Ketahuilah bahwa jika ada tujuh sifat, maka masih banyak tindakan dan masih banyak sifat, yang jumlah seluruhnya hampir tidak dapat disebutkan. Selain itu, bisa saja dibuat susunan dari jumlah dua sifat, atau dari satu sifat yang memiliki sesuatu tambahan, atau dari satu sifat dengan penafian, atau dari (4) satu sifat dengan penafian dan sesuatu tambahan; dan kemudian dibuat sebuah nama yang sama dengan satu sama lain sehingga menambah jumlah. Dan seluruhnya dapat diubah menjadi nama-nama yang menunjukkan (1) esensi, (2) esensi dengan penafian, (3) esensi dengan sesuatu yang ditambahkan, (4) salah satu dari tujuh sifat, sebuah sifat dengan penafian, (5,6,7) sebuah sifat dengan tambahan sesuatu, (8) sebuah sifat tindakan, (9) dengan tambahan gesuatu atau sesuatu yang dinafikan-dan ini semua membentuk sepuluh kemungkinan.[2]

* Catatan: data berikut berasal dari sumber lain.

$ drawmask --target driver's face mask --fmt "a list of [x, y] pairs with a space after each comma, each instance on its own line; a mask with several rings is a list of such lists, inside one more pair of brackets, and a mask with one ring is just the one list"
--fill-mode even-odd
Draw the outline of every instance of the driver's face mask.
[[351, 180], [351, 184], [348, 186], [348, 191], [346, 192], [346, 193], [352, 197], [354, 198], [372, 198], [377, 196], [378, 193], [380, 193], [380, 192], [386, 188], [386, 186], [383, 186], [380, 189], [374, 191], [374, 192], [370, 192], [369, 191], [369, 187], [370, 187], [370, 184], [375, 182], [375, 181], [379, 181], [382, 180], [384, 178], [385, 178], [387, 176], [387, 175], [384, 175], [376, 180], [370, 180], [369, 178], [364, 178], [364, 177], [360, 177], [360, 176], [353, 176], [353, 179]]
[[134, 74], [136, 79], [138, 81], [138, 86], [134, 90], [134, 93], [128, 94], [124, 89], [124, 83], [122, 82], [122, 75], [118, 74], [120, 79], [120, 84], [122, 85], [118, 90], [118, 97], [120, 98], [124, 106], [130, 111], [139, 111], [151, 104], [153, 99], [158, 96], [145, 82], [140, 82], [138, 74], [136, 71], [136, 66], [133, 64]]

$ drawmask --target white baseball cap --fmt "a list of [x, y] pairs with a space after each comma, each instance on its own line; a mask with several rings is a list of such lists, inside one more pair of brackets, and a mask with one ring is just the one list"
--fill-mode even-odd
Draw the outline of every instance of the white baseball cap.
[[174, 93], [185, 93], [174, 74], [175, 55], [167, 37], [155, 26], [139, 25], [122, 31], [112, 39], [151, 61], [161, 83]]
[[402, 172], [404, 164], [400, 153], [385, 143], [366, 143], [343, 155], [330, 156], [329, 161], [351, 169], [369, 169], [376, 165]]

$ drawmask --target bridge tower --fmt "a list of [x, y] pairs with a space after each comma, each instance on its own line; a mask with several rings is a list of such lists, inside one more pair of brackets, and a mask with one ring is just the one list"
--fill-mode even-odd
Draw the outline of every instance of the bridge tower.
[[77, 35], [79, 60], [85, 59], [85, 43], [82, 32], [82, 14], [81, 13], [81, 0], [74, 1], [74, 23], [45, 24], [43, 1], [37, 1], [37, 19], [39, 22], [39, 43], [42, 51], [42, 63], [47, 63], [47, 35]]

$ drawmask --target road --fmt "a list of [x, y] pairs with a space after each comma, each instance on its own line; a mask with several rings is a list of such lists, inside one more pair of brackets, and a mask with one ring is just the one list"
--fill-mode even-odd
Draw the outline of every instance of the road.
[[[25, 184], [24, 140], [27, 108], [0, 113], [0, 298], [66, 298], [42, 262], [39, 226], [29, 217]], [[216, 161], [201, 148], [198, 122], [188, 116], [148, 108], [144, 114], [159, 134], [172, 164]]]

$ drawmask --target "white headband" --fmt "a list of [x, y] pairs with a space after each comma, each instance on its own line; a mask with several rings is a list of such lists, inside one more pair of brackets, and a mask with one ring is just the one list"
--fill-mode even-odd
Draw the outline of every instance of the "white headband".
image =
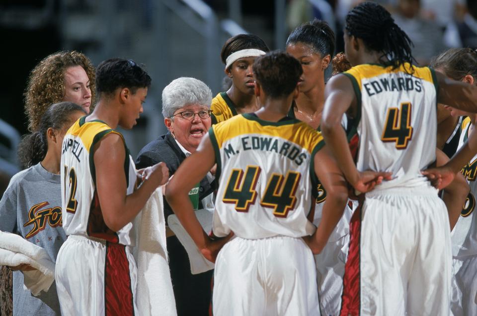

Pertama: apa yang menunjukkan esensi (zat), seperti ketika Anda mengucapkan ‘Allah’. Dan nama ‘Yang Mahabenar’ (Al-Haqq) dekat dengannya, karena itu artinya adalah zat sejauh itu adalah wajib ada.[3]

Kedua: apa yang menunjukkan zat dengan penafian, seperti ‘Yang Mahasuci’ (Al-Quddus), "Yang Mahasejahtera’ (As-Salam), ‘Yang Mahakaya’ (Al-Ghaniyy), ‘Yang Mahatunggal’ (lihat 67; Al-Wahid), dan yang seperti ini. Karena ’Yang Mahasuci’ adalah yang dari-Nya segala yang ada dalam benak [173] atau imajinasi telah dinafikan, sebagaimana ‘Yang Mahasejahtera’ adalah yang dariNya segala cacat telah dinafikan, dan "Yang Mahakaya’ adalah yang tidak membutuhkan, sedangkan ’Yang Mahatunggal’ adalah yang tidak tersamai atau yang tidak terbagi.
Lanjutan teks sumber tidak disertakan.